1

I'd like to take a string like this

A = '[[complex(1,-1), complex(1,1)], [1, 1]]'

and transform it into this numpy array

array([[1.-1.j, 1.+1.j],
   [1.+0.j, 1.+0.j]])

I have tried using this code

string = a.replace("[","").replace("]","").replace("\"",  "").replace(" ","")
np.fromstring(string, dtype=complex, count=-1, sep=',')

but the output is this

array([], dtype=complex128)

if there is at least an easy way to put the matrix A into this form

A = '1-1j, 1+1j, 1, 1'

the code above works. I need to do this with a lot of matrices imported from .csv

danuzco
  • 55
  • 8

1 Answers1

1

One must resist the temptation to use eval, because eval is unsafe and a bad practice. It really is dangerous. If you can be sure that the input is safe because you're controlling the input: change the output of the previous step so that you don't have to use eval in the first place.

Since your use case is very specific (complex(a, b) where neither a nor b can contain any commas nor parentheses) it's easy to write a regex pattern that will help replace your complex calls with complex literals.
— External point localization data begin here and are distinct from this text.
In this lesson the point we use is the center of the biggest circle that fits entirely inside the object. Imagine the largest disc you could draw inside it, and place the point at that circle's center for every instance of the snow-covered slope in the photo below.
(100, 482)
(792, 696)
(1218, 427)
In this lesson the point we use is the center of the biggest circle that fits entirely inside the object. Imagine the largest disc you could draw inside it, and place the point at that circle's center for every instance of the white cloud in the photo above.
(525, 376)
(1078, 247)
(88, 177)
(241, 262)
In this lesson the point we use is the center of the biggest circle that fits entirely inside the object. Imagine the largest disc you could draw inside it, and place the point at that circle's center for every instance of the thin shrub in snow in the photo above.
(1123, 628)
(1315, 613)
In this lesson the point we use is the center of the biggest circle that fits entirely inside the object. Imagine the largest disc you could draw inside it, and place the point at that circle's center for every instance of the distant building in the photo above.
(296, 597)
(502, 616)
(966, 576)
Once we have that we can use ast.literal_eval to perform a safe conversion from string to numbers which you can feed numpy.

See the following few definitions:

import ast
import re

pattern = re.compile(r'complex\(([^)]+),([^)]+)\)') 
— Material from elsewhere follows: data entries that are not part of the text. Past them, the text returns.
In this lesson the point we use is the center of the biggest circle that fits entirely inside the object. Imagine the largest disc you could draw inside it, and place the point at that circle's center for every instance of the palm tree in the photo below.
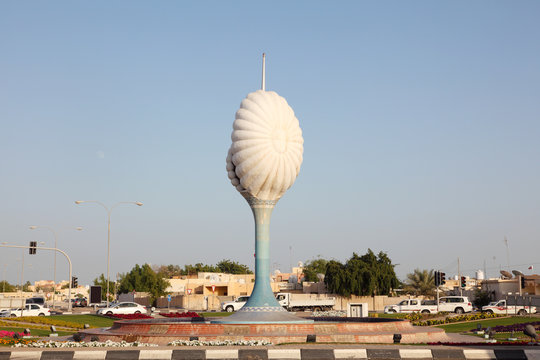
(420, 282)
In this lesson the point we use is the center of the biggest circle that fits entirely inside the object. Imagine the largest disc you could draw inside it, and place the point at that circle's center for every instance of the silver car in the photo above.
(123, 308)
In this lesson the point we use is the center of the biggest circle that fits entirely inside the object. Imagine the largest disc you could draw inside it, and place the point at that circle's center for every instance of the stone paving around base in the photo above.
(287, 353)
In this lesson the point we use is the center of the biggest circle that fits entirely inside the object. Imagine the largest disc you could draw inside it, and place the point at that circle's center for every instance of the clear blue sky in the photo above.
(421, 122)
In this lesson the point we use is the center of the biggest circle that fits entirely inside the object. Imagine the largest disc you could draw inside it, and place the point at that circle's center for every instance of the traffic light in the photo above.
(32, 249)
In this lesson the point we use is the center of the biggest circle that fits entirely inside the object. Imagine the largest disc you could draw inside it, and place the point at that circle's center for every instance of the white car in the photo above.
(123, 308)
(234, 305)
(29, 310)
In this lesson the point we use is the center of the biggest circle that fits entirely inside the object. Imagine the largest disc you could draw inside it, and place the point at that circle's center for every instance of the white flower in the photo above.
(267, 146)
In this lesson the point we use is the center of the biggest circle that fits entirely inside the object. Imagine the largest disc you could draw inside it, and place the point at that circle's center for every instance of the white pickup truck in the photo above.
(456, 304)
(235, 305)
(297, 302)
(409, 306)
(500, 307)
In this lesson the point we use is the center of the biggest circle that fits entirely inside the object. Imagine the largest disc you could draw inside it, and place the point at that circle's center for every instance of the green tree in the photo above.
(481, 298)
(420, 282)
(368, 274)
(102, 281)
(314, 267)
(168, 271)
(232, 267)
(144, 279)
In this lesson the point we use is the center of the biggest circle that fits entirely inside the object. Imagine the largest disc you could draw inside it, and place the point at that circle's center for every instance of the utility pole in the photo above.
(459, 277)
(507, 253)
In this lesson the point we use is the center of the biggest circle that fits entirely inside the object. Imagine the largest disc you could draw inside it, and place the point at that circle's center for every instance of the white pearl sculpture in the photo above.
(267, 146)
def complex_from_match(match): 
    """Converts a regex match containing 'complex(a, b)' to a complex number""" 
    re = float(match.group(1)) 
    im = float(match.group(2)) 
    return re + 1j*im 

def literalify_complex(s): 
    """Converts a string with a number of the form complex(a, b) into a string literal"""
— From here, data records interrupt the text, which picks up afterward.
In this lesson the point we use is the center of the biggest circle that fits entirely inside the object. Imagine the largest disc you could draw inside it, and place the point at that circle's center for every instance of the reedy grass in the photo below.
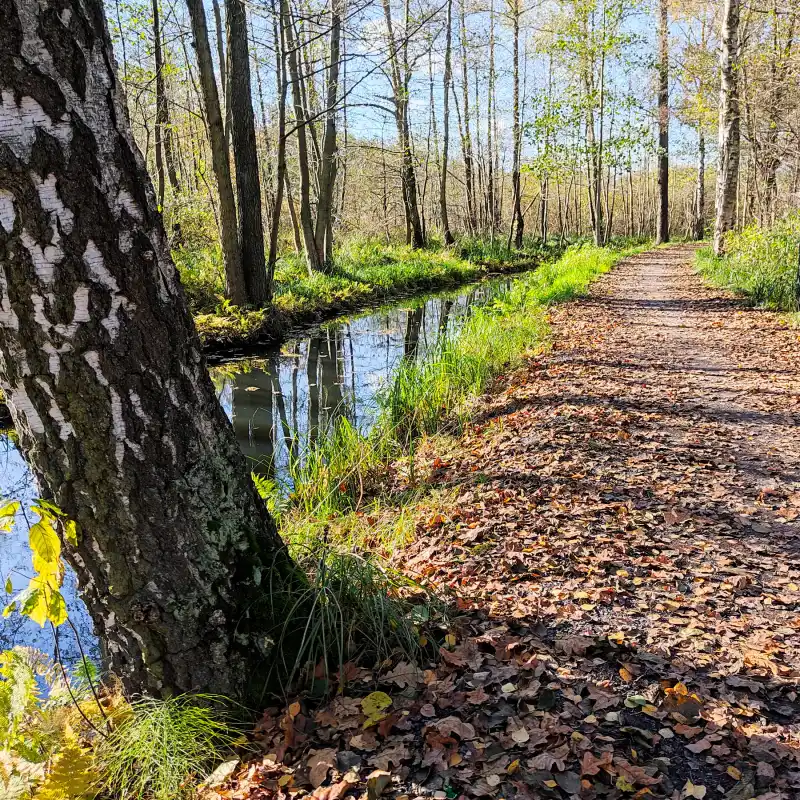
(759, 263)
(355, 608)
(159, 748)
(343, 468)
(362, 272)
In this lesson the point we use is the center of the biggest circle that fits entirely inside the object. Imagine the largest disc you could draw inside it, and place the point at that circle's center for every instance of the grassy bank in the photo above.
(362, 274)
(355, 500)
(346, 472)
(760, 264)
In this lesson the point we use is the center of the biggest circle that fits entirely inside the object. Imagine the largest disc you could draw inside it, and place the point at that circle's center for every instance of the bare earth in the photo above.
(625, 548)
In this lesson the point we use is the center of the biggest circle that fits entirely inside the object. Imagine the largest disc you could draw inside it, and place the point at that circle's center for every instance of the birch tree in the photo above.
(729, 125)
(179, 563)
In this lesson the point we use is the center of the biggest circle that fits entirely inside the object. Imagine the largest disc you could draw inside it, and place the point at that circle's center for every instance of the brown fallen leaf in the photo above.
(318, 763)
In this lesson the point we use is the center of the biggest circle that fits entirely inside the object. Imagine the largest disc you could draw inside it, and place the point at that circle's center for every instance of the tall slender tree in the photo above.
(517, 220)
(245, 154)
(446, 80)
(235, 287)
(662, 228)
(408, 178)
(729, 125)
(163, 133)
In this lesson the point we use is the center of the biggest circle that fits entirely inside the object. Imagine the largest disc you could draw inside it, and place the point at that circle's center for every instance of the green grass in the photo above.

    return pattern.sub(lambda match: repr(complex_from_match(match)), s)

Here pattern is a regex pattern that matches substring of the form complex(a, b). For each match match.group(1) gives us a and match.group(2) gives b.

The function literalify_complex(s) calls pattern.sub on the input string s, which will call the passed callable (a lambda) on every match for the pattern pattern in s. The lambda I defined makes use of the complex_from_match function which takes the matched string complex(a,b) and effectively turns it into the native python complex number a + 1j*b. Then this complex number is converted into its repr during replacement, effectively turning things like complex(1, 3.4) into 1+3.4j. Here's what the output looks like:

>>> literalify_complex('[[complex(1,-1), complex(1,1)], [1, 1]]')
'[[(1-1j), (1+1j)], [1, 1]]'

>>> literalify_complex('[[complex(0,-3.14), complex(1.57337537832783243243,1e-100)], [1, 1]]')
'[[-3.14j, (1.5733753783278324+1e-100j)], [1, 1]]'

These are now strings that can directly be converted to nested python lists using literal_eval:

>>> ast.literal_eval(literalify_complex('[[complex(1,-1), complex(1,1)], [1, 1]]'))
[[(1-1j), (1+1j)], [1, 1]]

And then these lists can be passed to numpy:

def crazy_complex_string_to_ndarray(s): 
    return np.array(ast.literal_eval(literalify_complex(s)))

# >>> crazy_complex_string_to_ndarray('[[complex(1,-1), complex(1,1)], [1, 1]]')
# array([[1.-1.j, 1.+1.j],
#        [1.+0.j, 1.+0.j]])
#
# >>> crazy_complex_string_to_ndarray('[[complex(0,-3.14),  complex(1.57337537832783243243,1e-100)], [1, 1]]')
# array([[-0.        -3.14e+000j,  1.57337538+1.00e-100j],
#        [ 1.        +0.00e+000j,  1.        +0.00e+000j]])

The nice thing about this approach is that any kind of malformed or malicious input will loudly fail (during the ast.literal_eval step), rather than giving unexpected or harmful results.